Occasionally, Clint had the thought that everyone who had every hurt Tony Stark must have been blind and deaf. 

Occasionally, Clint heard a story that made him so angry, he spent more than eight hours on the range following the steady rhythm of _draw-release. (And then Phil said,_ “Enough, Agent Barton,” _and it wasn’t enough, but it was too much.)_

And very, very occasionally, Clint cried.

***

Tony didn’t come out of his workshop that day. He didn’t come out the next day. If not for Jarvis’s regular reassurances that Tony was still in the building, Clint would have thought Tony wasn’t in the tower at all.

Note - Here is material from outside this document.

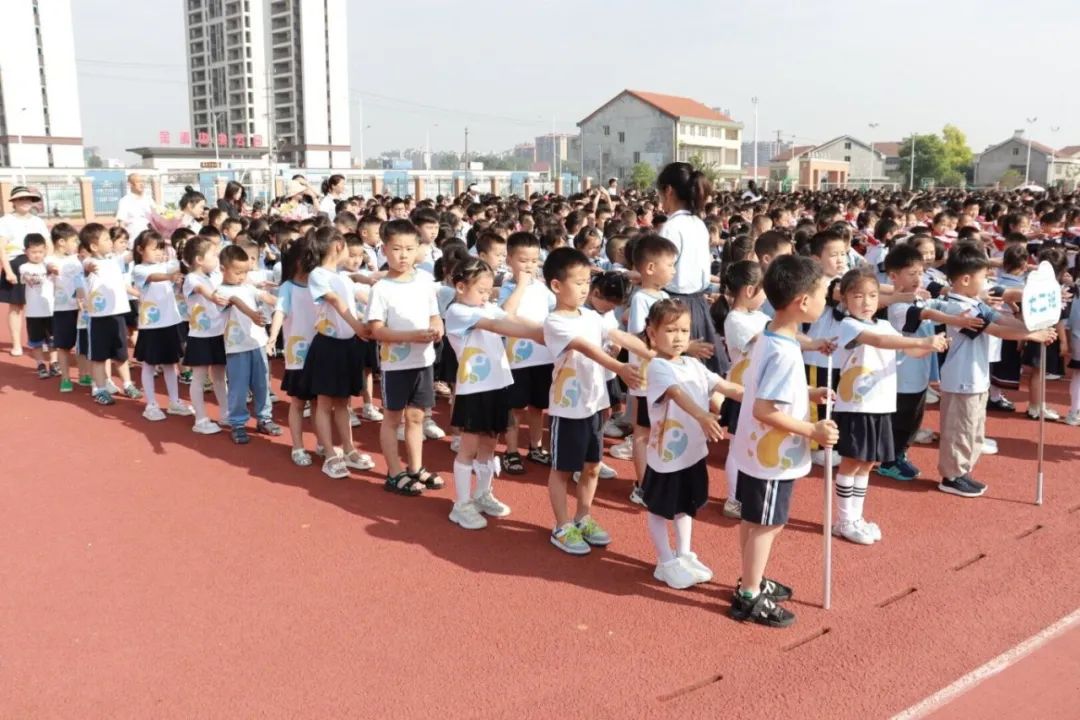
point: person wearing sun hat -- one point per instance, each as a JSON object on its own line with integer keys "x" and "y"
{"x": 14, "y": 227}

Two days after the incident in the kitchen, Clint found Phil crying in the bathroom. 

“Phil?! Phil! What’s wrong?!” Clint rushed to Phil side and pressed his ratty t-shirt and boxer-clad body against Phil’s soft terrycloth robe. Phil’s glasses are laying beside the sink of the vanity, and he’s hunched over the basin, one had pressed over his eyes. 

Phil was shaking slightly, and Clint looked over his shoulder at the door where Natasha had appeared, an apron covering her yoga pants and tank comfort clothes and a pair of tongs still held in her hand.

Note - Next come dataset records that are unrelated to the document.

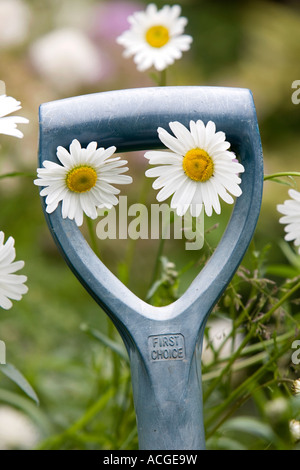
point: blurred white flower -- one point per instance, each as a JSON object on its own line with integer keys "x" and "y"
{"x": 11, "y": 285}
{"x": 156, "y": 37}
{"x": 17, "y": 431}
{"x": 197, "y": 169}
{"x": 14, "y": 23}
{"x": 291, "y": 217}
{"x": 67, "y": 59}
{"x": 83, "y": 182}
{"x": 8, "y": 124}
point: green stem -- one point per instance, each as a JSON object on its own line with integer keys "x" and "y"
{"x": 280, "y": 174}
{"x": 163, "y": 78}
{"x": 246, "y": 385}
{"x": 92, "y": 235}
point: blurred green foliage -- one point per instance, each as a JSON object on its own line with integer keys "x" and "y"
{"x": 57, "y": 336}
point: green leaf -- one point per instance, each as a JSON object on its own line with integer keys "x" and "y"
{"x": 113, "y": 345}
{"x": 282, "y": 270}
{"x": 15, "y": 375}
{"x": 224, "y": 443}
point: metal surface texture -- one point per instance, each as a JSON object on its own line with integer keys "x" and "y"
{"x": 167, "y": 390}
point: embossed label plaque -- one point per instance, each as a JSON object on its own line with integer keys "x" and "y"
{"x": 167, "y": 347}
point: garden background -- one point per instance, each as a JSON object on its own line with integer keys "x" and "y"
{"x": 53, "y": 336}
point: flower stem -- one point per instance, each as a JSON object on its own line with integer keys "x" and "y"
{"x": 280, "y": 174}
{"x": 247, "y": 338}
{"x": 163, "y": 78}
{"x": 93, "y": 240}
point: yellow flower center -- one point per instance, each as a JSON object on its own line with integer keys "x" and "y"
{"x": 157, "y": 36}
{"x": 198, "y": 165}
{"x": 81, "y": 179}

Clint made a helpless face at Natasha, and she set the tongs down to sign to him. Phil jerked back against Clint, away from Natasha, and Natasha’s face went stoney. Clint, startled and confused, tried to turn Phil to face him so he could try to figure out what was wrong. 

Phil wouldn’t turn, so Clint signed quickly to Natasha that he was going to get his hearing aides, then slid away from Phil and past Natasha to the bedroom. 

He picked up his hearing aides, quickly put them in, and walked swiftly back toward the bathroom where Natasha was warily shifting out of the doorway and Phil hadn’t moved at all. He winced at the soft, pained noises he could hear Phil making.

Snick. 

Clint stopped mid-step. He set his foot down as quietly as possible and stalked back to the door from the bedroom to the main apartment. Inside the master suite, Clint heard Phil’s muffled noises cut off and the tense silence that heralded his and Natasha’s noiseless movement toward the entrance. 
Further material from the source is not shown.